La baron invita son hôte à faire, dans la matinée, une course à cheval, et ordonna à Davie Gellatley d’aller les attendre au Dern Path[1] avec Ban et Buscar. « Avant la saison de la chasse, je voudrais, dit-il, vous donner une idée de la manière dont nous chassons en Écosse, et nous pourrons, si Dieu le veut, rencontrer un chevreuil. Le chevreuil, capitaine Waverley, peut se chassera toutes les époques de l’année, parce qu’il n’a point d’époque pour être ce que nous appelons pride of grease[2] ; c’est ce qui fait que sa venaison ne vaut jamais celle du daim rouge ou du daim fauve.
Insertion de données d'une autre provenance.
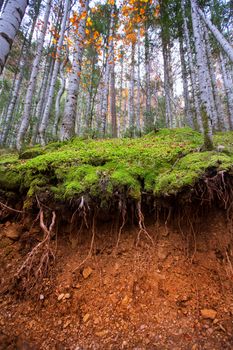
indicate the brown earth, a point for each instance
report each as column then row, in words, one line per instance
column 176, row 294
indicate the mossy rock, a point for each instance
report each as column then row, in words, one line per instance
column 161, row 163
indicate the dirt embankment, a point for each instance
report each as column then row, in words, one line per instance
column 175, row 294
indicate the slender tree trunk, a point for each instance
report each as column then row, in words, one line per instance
column 58, row 98
column 131, row 110
column 109, row 57
column 113, row 101
column 148, row 117
column 45, row 118
column 205, row 103
column 10, row 21
column 68, row 122
column 167, row 83
column 228, row 88
column 227, row 47
column 187, row 106
column 138, row 120
column 221, row 125
column 15, row 95
column 192, row 71
column 33, row 78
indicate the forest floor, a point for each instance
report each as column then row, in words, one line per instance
column 176, row 294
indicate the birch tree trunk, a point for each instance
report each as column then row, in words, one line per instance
column 109, row 57
column 148, row 121
column 33, row 78
column 228, row 88
column 138, row 121
column 131, row 107
column 192, row 70
column 113, row 101
column 68, row 122
column 58, row 98
column 205, row 103
column 15, row 95
column 45, row 118
column 226, row 46
column 221, row 125
column 187, row 106
column 10, row 21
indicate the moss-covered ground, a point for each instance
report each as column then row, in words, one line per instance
column 160, row 163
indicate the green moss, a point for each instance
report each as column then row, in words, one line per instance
column 161, row 163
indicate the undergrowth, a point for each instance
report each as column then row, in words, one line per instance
column 160, row 164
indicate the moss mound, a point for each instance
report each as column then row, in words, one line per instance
column 158, row 164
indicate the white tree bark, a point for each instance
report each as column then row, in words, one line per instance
column 138, row 119
column 131, row 107
column 109, row 58
column 33, row 78
column 10, row 21
column 228, row 88
column 203, row 84
column 226, row 46
column 217, row 101
column 192, row 69
column 58, row 98
column 187, row 106
column 68, row 122
column 45, row 118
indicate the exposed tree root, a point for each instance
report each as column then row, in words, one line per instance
column 11, row 209
column 89, row 255
column 141, row 223
column 37, row 263
column 123, row 210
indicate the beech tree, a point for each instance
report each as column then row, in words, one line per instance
column 10, row 21
column 112, row 69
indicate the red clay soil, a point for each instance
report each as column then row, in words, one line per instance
column 176, row 294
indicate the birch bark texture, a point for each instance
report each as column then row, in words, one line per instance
column 10, row 21
column 45, row 118
column 202, row 78
column 226, row 46
column 33, row 78
column 68, row 122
Mais cela nous servira à vous montrer comment courent mes chiens, que j’envoie devant avec Davie Gellatley[3]. »

Waverley parut étonné que l’on confiât une semblable fonction à l’ami Davie, et le baron lui donna à entendre que ce pauvre innocent n’était ni aliéné, ni naturaliter idiota, comme on dit en termes de procédure, mais que c’était simplement un cerveau fêlé, qui remplissait très-bien les commissions qui ne contrariaient pas ses goûts et qui pouvaient le dispenser d’en remplir d’autres. « Il nous a fait prendre intérêt à lui, continua le baron, en sauvant les jours de Rose au péril des siens. Et depuis ce moment, le coquin mange notre pain, vide notre coupe, et fait ce qu’il peut ou ce qu’il veut ; ce qui est pour lui absolument la même chose, si l’on s’en rapporte à Saunderson et au bailli. »
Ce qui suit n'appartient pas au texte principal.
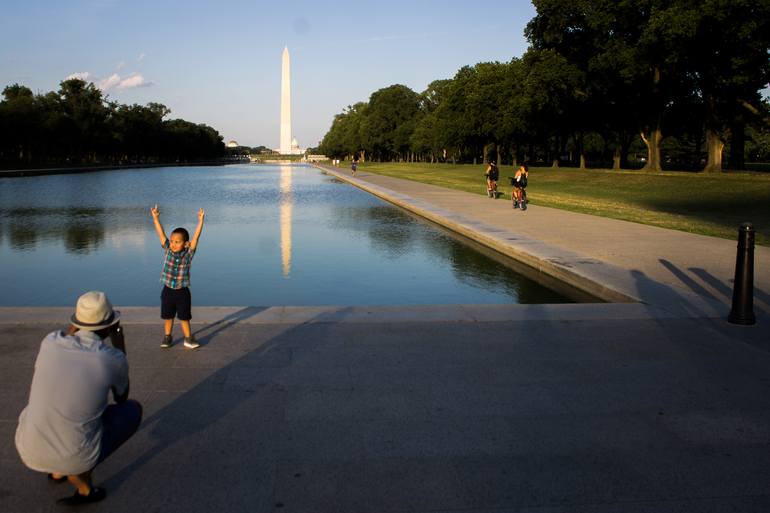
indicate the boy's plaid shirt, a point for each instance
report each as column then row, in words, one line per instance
column 176, row 267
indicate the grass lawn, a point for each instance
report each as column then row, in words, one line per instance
column 707, row 204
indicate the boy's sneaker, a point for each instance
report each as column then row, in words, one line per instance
column 191, row 343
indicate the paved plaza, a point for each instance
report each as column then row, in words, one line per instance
column 649, row 403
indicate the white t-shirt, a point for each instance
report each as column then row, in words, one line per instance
column 60, row 430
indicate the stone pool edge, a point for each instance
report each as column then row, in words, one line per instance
column 597, row 278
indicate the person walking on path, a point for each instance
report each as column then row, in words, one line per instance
column 68, row 427
column 519, row 182
column 175, row 298
column 493, row 175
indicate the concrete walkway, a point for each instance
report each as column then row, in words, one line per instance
column 652, row 406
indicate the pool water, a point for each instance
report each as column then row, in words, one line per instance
column 274, row 235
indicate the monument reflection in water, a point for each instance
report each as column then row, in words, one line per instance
column 274, row 235
column 286, row 207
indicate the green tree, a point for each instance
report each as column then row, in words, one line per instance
column 388, row 123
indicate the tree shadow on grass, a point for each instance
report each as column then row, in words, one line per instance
column 728, row 212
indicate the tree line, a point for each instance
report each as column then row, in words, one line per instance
column 614, row 82
column 78, row 125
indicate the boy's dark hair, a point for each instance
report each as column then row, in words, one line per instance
column 184, row 233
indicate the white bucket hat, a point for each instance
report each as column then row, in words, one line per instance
column 94, row 312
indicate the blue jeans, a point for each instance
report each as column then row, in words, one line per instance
column 119, row 423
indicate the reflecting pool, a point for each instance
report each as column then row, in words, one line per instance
column 274, row 235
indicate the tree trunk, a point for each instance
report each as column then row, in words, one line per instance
column 653, row 149
column 738, row 145
column 714, row 148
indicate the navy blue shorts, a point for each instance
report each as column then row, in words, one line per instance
column 176, row 303
column 119, row 423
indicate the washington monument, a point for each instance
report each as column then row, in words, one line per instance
column 285, row 147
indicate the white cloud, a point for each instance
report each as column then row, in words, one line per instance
column 132, row 81
column 114, row 81
column 109, row 82
column 83, row 75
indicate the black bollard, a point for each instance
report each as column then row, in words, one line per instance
column 743, row 288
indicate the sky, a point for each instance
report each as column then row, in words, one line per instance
column 219, row 62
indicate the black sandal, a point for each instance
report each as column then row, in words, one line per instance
column 95, row 495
Miss Brawardine dit alors à Waverley que le pauvre innocent était passionné pour la musique, qu’un chant mélancolique l’affectait profondément, et que des airs vifs et gais le jetaient dans des accès d’une gaieté extravagante ; que sa mémoire, sous ce rapport, était prodigieuse et meublée de fragments de couplets et d’airs de tout genre, dont, il se servait quelquefois avec beau-

  1. Sentier solitaire. a. m.
  2. Orgueil de graisse. a. m.
  3. Les adeptes en cuisine diffèrent du baron de Bradwardine, observe l’auteur, et regardent la viande de chevreuil comme une nourriture sèche et peu à rechercher, à moins qu’elle ne soit servie en soupe et en tranches écossaises. a. m.